“孟冬十月,北风徘徊”,每个人心中都渴望一处温暖的所在,躲避刺骨的严寒。寻常百姓会在家中点起炉火,挂上门帘,以提高室温。然而,对于生活在深宫禁苑的皇室而言,取暖就成了大问题。以明清两代帝王居住的紫禁城为例,占地面积多达七十二万平方米,建筑面积在十五万平方米左右,七十余座琼楼玉宇分布其间。置身于偌大的皇家建筑群中,帝后、妃嫔们究竟会采用何种手段御寒,渡过寒冷漫长的冬日呢?
“花椒涂壁”“空心火墙”——
历代宫廷中的取暖妙招
宫中取暖,无论开销用度、取暖设施,皆非布衣人家可比。历代宫廷都有独特的驱寒妙招,比如“空心火墙”“花椒涂壁”等,层出不穷,但归根结底都遵循着增加墙体保温层,提高室内温度两项基本原则。
“花椒涂壁”之举,可以有效提高墙体的保温性能,自汉至晋,经久不衰。与时下家里炖鱼、炖肉时撒入锅中的黑色花椒籽不同,工匠们主要是利用淡粉色的花椒花瓣,将之研磨成粉末,掺在泥中涂抹在宫殿的墙壁之上。对于这种做法,颜师古批注《汉书》之时曾做如下解释:以花椒涂壁,“取其温而芳也”。故皇后的寝宫被称作“椒房殿”,亦取花椒多籽(子嗣)的美好寓意。可是,光靠花椒保温涂层尚不能满足皇室对于温暖的热烈渴望。在汉代未央宫内,专门筑有“温室殿”。殿内除“以椒涂壁”外,更“被以文绣,以香桂为柱,设火齐屏风、鸿羽帐,罽宾氍毹”,层层保暖,以期最大限度地锁住室温。西晋初年,皇室贵胄们仍热衷于花椒的保温作用。在“石崇、王恺争豪”的典故中,石崇为同晋武帝司马炎的舅父王恺争夺“首富”名号,不惜花费重金“以椒为泥”,涂壁保温兼有花香,以达到“涂壁香凝汉殿中”的效果。

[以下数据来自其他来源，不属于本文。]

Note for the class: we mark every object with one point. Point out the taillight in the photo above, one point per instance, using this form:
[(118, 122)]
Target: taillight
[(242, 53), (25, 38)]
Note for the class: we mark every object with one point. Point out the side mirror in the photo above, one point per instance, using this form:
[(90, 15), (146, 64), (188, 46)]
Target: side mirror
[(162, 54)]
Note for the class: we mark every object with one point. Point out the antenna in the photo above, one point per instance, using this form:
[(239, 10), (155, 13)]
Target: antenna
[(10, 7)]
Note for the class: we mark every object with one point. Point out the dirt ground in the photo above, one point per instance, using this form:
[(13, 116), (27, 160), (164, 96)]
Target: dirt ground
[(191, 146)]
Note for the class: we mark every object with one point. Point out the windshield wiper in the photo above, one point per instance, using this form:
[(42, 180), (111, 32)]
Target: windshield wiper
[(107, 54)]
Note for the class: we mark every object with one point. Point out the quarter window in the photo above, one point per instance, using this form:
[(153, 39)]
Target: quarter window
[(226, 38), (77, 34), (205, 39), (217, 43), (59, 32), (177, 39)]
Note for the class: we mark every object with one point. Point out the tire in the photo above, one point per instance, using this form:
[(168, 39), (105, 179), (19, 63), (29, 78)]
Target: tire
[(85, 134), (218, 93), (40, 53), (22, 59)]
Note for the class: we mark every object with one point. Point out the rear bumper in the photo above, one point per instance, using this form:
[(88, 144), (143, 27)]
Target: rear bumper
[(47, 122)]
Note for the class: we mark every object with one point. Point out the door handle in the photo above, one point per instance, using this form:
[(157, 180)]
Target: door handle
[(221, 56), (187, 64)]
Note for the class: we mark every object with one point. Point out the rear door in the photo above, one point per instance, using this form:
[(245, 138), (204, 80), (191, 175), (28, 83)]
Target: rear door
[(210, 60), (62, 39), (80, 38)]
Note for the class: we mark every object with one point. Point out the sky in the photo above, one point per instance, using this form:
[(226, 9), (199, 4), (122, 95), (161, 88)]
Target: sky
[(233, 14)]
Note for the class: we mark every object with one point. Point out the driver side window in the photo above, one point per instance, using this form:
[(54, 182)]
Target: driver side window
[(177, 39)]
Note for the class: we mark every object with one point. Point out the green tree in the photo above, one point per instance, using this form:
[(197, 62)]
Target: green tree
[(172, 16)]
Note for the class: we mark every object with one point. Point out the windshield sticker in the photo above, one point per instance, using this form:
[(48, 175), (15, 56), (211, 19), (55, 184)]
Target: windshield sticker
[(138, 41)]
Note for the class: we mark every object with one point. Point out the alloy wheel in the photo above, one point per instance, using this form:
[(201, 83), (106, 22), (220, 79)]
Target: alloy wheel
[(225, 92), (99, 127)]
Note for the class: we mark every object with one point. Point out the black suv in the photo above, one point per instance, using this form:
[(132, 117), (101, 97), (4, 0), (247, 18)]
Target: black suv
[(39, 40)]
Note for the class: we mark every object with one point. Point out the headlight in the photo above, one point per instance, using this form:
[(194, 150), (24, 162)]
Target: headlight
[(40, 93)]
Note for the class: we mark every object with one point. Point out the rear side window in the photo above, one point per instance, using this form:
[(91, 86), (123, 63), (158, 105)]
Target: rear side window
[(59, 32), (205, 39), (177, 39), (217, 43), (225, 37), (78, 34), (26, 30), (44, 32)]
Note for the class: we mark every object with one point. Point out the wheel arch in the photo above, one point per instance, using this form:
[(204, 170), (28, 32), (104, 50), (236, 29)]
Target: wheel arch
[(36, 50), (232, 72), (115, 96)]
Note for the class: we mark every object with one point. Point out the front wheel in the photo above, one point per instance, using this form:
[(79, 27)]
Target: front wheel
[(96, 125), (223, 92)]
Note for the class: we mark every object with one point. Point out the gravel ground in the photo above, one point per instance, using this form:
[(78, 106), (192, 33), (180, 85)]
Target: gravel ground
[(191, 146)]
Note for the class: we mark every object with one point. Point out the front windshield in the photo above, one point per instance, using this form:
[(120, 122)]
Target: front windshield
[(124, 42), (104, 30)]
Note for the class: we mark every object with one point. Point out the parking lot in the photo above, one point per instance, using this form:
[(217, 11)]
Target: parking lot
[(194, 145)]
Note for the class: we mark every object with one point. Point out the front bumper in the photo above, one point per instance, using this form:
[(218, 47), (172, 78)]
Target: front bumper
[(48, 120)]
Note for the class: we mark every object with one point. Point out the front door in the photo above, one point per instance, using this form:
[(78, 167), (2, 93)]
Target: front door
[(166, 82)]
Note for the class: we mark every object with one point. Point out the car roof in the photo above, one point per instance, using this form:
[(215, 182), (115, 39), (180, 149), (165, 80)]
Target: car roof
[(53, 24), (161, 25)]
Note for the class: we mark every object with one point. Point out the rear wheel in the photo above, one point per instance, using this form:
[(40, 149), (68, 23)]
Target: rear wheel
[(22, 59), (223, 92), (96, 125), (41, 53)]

相对于动辄千金的“花椒涂壁”,“空心火墙”的难点主要在设计环节。“空心火墙”又称“夹墙”“火墙”,秦汉时期已有之。2002年秋冬以来,考古工作者陆续对汉长安城长乐宫(即秦代在渭南兴修的离宫兴乐宫)的多座建筑遗址进行了勘察发掘,在二号建筑遗址中就发现了类似夹墙的结构。具体做法是将殿宇墙体砌成空心,在其中铺设简易烟道,由役者在炉膛生火,燃烧产生的热能通过烟道传递给墙体,起到散热升温的作用。秦汉时期采用空心火墙取暖,固然可以迅速提高室温,却存在致命缺陷:一方面,供热管道的制作工艺比较简陋;另一方面,绝大部分炉灶在室内烧火。一旦管道破裂或通风不畅,极易引发一氧化碳中毒,尤其是在悬挂厚重门帘的密封环境中。张介宾在《景岳全书》中就曾指出“火炕煤多烧于室内……夜半之后,其气渐满,(煤毒)下及人鼻,则闭绝呼吸,昧然长逝”。此外,在焦竑的《国朝献徵录》、潘荣陛的《帝京岁时纪胜》,以及左辅的《杏庄府君自叙年谱》等文献中,也有“夜寝中煤毒”“盖柿……冬月食之可解煤毒气”和“余至京受煤炭毒”等内容,尽管名称各异,其实都是指一氧化碳中毒,即大家常说的煤气中毒,足见其确为冬季取暖的无形杀手。
地热、火炕、红罗炭——
紫禁城内的暖阁
清代定鼎北京后,满族将自己在东北独特的御寒经验带到了紫禁城,便是利用“火道”形成“暖阁”。那么,何为暖阁呢?简而言之,是对宫中的重要殿阁进行“地热改造”。首先,布置取暖管线。工匠们会在室内地面、炕面之下,用砖修建一条主烟道,两侧分别有支烟道与其相连,看上去形似蜈蚣,故又称“蜈蚣道”。其次,开设排烟通道。游览故宫之时,如果仔细观察会发现:许多殿阁的台基上留有许多铜钱形状的小洞,它们的作用正是排烟。燃烧产生的热气在室内循环之后,经过预留的排烟通道,由出气口排出殿外,并不需要修建烟囱排烟。是故,我们在坤宁宫、宁寿宫见到的烟囱,实际上是为举行萨满祭祀仪式时,烧灶烹煮祭肉之用。最后,待上述步骤竣工以后,先盖上青石板,覆以黄土,再铺墁殿内金砖、砌筑火炕。同时,宫殿内的墙壁也是“空心火墙”,热气游走其间,与地暖共同形成“暖阁”结构。这样既避免了室内的烟火污染,又能降低煤气中毒的概率,较之前代的取暖方式确实先进了许多。按《明宫史》《日下旧闻考》《古今图书集成·考工典》等文献所载:天启朝,明熹宗曾经在懋勤殿“创造地炕”。但这条史料值得探究:一方面,上述文献均节选、转引自晚明中官刘若愚所著《酌中志》,未见更多记载;另一方面,紫禁城在明末遭逢兵燹,又经过清初的改建,已无法将文献与实物加以印证。笔者认为即使确有其事,也仅仅是木匠皇帝朱由校将其设计杰作应用在懋勤殿一处而已,否则也不必“恒临幸之”。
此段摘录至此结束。